This year, I participated in a class taught by Mrs. Thomas, called Language Arts/Health. By combining these two subject areas, I’ve been able to open up and put learning in a different perspective.

In Language Arts/Health class, my student peers and I learned about physical and mental health topics that I never knew enough about before. We learned about addiction and peer pressure, how to deal with medical emergencies, and how to be emotionally and mentally healthy. Then we found ways to connect those complicated topics with a more familiar subject area like Language Arts.  For example, we studied Shakespeare’s figurative language, read famous literature to learn about and discuss symbolism, and learned how to use literary structure to write meaningful reflections about ourselves. 

Forming these connections made it easier to understand each health subject because I was able to approach unfamiliar topics,  by interpreting them through familiar classroom subjects.

According to Mrs. Thomas, “It’s important that the kids feel safe.”  Having a safe learning environment lead me to trust my teacher and student peers while we learned about topics that aren’t always talked about in school. Some of these topics included real problems that I previously had to learn about on my own — topics that were considered taboo. Because of that, I had built a bubble around myself over time, unintentionally hindering my own learning. But Mrs. Thomas helped me feel safe. In the end, I was able to open up — even if it was only a little bit — to my friends, teachers, and to myself.

A recent assignment that made me think about trust and safety was called the “I AM” Poem. The purpose of this assignment was for students to write about who they are, including their thoughts and emotions. Admittedly, when I first wrote my poem, I didn’t write it about myself. I wrote it as fast as I could because I didn’t think of it as a chance to explore, be creative, or be authentic. I thought about it as just another assignment that I needed to finish as soon as possible. After I finished my draft, I read another students poem: Annabelle’s.

Annabelle used her poem as a chance to express how she felt in the moment. I thought it was great and I fully realized what our poems were supposed to be about. When I read her poem, I understood what she was feeling and I saw her emotions on a deeper level.

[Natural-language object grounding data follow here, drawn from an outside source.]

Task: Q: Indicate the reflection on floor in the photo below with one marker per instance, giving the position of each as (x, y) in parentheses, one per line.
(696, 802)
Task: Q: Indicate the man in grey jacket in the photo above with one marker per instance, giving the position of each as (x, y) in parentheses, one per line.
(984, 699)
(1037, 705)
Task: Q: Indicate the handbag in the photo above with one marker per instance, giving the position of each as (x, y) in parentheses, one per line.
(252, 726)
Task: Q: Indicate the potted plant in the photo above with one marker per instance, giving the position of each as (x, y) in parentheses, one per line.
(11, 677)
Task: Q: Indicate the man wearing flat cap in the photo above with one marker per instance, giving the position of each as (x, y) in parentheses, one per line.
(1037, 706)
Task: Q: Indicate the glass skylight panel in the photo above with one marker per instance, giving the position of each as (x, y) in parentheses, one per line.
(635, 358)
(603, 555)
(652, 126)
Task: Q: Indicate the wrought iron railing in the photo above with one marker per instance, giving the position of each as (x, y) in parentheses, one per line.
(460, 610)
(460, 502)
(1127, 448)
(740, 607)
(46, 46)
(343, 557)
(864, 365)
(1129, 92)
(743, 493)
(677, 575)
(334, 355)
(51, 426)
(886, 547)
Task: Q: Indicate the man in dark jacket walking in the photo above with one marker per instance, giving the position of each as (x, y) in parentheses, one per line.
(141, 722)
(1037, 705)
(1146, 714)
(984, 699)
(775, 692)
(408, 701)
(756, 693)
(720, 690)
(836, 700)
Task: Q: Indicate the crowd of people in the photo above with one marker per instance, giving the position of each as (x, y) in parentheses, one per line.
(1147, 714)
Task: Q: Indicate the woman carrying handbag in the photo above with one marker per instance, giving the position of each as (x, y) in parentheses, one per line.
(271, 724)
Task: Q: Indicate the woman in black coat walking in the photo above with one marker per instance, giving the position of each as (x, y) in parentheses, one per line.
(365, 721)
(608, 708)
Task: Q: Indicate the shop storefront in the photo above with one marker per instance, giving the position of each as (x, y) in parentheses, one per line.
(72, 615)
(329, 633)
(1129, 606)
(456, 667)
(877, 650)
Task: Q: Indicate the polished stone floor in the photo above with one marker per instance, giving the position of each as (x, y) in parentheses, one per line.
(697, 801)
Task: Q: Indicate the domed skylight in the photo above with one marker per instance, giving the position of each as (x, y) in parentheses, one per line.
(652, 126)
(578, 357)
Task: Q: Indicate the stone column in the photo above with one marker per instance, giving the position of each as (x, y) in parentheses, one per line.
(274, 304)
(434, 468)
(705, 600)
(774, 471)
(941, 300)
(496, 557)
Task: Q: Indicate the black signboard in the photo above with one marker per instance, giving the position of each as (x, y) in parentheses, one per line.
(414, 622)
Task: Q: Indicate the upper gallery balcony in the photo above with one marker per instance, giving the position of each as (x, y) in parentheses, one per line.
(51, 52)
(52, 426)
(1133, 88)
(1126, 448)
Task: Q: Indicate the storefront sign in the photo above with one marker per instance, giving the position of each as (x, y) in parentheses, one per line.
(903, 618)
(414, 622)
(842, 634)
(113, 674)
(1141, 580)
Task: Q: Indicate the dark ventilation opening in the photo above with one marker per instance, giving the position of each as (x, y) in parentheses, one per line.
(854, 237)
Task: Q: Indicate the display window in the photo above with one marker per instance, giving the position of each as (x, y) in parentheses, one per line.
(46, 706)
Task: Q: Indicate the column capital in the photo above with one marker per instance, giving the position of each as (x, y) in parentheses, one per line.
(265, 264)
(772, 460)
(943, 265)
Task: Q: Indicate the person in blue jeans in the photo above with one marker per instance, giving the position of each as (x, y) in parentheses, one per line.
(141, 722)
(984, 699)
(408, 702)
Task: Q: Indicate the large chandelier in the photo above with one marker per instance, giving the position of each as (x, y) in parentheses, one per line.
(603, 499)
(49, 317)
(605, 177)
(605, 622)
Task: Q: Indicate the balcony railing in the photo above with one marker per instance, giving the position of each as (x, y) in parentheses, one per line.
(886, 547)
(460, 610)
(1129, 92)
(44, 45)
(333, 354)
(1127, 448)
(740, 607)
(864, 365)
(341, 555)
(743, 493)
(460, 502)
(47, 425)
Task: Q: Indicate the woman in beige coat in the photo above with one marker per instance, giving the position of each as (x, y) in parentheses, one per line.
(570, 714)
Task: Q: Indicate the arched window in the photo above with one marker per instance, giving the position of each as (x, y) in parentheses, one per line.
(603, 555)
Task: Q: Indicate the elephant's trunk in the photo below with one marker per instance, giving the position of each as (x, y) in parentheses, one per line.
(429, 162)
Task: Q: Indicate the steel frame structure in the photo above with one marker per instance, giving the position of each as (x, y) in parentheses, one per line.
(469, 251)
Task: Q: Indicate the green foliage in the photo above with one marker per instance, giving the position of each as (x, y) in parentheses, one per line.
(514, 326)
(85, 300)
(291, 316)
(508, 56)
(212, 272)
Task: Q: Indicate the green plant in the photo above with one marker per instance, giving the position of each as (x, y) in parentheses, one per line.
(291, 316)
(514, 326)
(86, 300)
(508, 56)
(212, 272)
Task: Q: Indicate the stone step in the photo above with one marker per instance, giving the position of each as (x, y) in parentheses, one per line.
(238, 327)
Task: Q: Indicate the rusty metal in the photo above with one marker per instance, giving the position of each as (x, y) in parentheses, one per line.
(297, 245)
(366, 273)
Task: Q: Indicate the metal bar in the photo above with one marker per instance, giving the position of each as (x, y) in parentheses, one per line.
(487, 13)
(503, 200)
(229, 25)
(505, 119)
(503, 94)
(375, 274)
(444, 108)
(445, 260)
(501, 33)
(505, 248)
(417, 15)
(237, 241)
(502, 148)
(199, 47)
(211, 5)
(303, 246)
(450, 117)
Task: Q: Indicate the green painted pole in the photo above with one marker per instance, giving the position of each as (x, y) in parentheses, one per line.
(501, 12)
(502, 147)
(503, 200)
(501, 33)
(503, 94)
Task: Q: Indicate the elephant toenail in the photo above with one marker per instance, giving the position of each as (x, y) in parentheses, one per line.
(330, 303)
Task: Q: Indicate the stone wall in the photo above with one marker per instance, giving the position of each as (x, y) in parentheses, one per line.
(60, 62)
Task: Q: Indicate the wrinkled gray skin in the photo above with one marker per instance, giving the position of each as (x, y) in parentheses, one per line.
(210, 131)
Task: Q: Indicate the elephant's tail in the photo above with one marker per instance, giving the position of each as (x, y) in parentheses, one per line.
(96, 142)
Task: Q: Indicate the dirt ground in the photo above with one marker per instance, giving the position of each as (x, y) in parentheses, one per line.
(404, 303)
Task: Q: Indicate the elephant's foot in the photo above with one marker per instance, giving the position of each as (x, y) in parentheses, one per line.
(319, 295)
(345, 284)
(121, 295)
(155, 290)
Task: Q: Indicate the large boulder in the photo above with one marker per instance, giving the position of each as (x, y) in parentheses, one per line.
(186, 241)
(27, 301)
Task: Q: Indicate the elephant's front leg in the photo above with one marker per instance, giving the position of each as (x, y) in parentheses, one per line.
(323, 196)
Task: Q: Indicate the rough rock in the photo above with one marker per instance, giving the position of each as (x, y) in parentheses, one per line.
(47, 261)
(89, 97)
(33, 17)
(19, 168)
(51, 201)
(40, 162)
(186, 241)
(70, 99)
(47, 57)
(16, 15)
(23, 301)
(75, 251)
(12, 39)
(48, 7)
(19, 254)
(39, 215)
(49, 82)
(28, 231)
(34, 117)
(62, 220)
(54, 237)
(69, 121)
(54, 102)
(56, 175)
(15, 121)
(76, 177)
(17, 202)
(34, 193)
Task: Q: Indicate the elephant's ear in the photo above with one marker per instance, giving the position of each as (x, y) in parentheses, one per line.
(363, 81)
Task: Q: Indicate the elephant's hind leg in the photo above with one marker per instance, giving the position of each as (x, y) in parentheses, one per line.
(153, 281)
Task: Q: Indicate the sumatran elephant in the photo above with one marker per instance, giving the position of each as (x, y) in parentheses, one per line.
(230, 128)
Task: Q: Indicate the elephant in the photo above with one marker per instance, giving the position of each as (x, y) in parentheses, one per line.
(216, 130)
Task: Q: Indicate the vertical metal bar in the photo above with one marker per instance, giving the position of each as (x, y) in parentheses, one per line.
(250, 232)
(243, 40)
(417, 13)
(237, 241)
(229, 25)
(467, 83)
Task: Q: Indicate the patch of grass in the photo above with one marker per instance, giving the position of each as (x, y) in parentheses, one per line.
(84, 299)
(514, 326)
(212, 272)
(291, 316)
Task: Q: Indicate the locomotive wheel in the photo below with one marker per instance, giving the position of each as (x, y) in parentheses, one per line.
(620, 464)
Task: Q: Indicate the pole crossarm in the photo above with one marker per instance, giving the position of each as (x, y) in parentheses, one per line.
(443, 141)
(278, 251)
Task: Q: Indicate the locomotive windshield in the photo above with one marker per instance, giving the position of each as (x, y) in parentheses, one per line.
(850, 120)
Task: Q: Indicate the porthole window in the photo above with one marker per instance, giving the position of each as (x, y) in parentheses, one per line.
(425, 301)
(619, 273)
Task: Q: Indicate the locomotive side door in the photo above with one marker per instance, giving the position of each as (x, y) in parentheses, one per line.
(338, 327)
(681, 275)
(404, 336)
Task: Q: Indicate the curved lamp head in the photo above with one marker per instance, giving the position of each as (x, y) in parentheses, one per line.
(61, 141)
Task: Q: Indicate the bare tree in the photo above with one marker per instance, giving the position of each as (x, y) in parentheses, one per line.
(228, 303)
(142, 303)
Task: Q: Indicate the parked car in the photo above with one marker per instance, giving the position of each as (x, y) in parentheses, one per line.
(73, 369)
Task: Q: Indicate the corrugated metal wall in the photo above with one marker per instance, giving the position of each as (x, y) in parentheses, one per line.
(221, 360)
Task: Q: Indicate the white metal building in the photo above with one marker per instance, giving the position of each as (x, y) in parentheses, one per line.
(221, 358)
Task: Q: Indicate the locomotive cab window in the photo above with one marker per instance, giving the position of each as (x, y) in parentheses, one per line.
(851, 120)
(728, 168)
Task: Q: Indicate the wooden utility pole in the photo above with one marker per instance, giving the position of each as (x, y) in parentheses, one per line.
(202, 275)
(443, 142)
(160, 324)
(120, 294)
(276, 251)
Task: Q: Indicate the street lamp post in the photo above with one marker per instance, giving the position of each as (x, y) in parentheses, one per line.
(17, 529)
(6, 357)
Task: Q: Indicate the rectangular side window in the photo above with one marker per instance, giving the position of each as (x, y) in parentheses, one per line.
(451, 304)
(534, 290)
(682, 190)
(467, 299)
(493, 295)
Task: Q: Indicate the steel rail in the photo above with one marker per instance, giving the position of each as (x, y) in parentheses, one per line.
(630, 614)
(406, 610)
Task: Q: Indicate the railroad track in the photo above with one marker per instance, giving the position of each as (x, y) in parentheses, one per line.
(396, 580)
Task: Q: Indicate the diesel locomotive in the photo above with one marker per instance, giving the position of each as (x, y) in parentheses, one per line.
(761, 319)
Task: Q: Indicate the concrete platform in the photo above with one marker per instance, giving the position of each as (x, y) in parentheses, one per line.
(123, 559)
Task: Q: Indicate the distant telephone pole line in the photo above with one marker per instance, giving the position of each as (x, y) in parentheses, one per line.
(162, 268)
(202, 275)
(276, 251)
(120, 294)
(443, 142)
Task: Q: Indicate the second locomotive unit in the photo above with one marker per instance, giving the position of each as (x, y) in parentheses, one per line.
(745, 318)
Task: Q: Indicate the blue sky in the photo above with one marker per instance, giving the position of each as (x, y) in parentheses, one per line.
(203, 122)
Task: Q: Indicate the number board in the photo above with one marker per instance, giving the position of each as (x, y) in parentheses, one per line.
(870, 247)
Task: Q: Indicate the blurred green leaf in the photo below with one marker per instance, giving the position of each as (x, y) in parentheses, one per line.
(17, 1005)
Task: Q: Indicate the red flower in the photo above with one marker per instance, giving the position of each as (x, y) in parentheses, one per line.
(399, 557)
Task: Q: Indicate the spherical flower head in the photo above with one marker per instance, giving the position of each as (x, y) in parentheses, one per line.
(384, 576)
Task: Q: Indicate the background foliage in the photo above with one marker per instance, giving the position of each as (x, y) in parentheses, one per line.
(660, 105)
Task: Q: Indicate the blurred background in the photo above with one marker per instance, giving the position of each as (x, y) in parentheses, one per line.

I hadn’t accessed that part of myself in my own poem and after reading hers, I wanted to.

So I decided to re-write mine authentically. In the end, I was proud of it. It was about the real me. When I first wrote it, I was tired and wanted to go home so I put that in my poem; a joke in a truth. Everything I had previously written was superficial. So when I rewrote the poem, I had to think hard about who I am. 

I started by changing the first line of my poem to, “I am a withdrawn and self-critical person who likes to create.” I spent a lot of time thinking about that line because it was an integral part of my poem. When I wrote that line, the poem that followed came from a place of true honesty. 

I talked about what I wanted for my future, and what I felt in the past. I wrote sad lines and happy ones. I wrote about my dreams and feelings, in the present, past, and future. I was opening up to not only Mrs.Thomas and my friends, but to myself — something I didn’t often do.

A few years ago, I had lost my drive to write but this Language Arts/Health class led me to remember how much I enjoyed writing in the first place. Now, I write much more for myself because I’ve learned about the power and importance of self-reflection.

Language Arts/Health was an experimental class. And although it will evolve and change with time, everything I learned I believe I will keep with me. There haven’t been many classes that have had such a profound effect on me. 

By connecting curriculum topics and conducting large-scale classroom experiments, Dayton is finding ways to make kids feel more involved in their learning. Every assignment in this class taught me how to put my thoughts onto paper, while showing me the importance of my emotional health and how it connects to my education. As I move into my sophomore year of high school, I will remember the importance of being true to myself in every way.

 

Emily Carter

Emily Carter

Author

Emily Carter is a freshman at Dayton High School. She has a passion for music and art, having drawn her whole life and played the flute for 3 years. She plans to go to OHSU after she graduates high school to study forensics and become a medical examiner.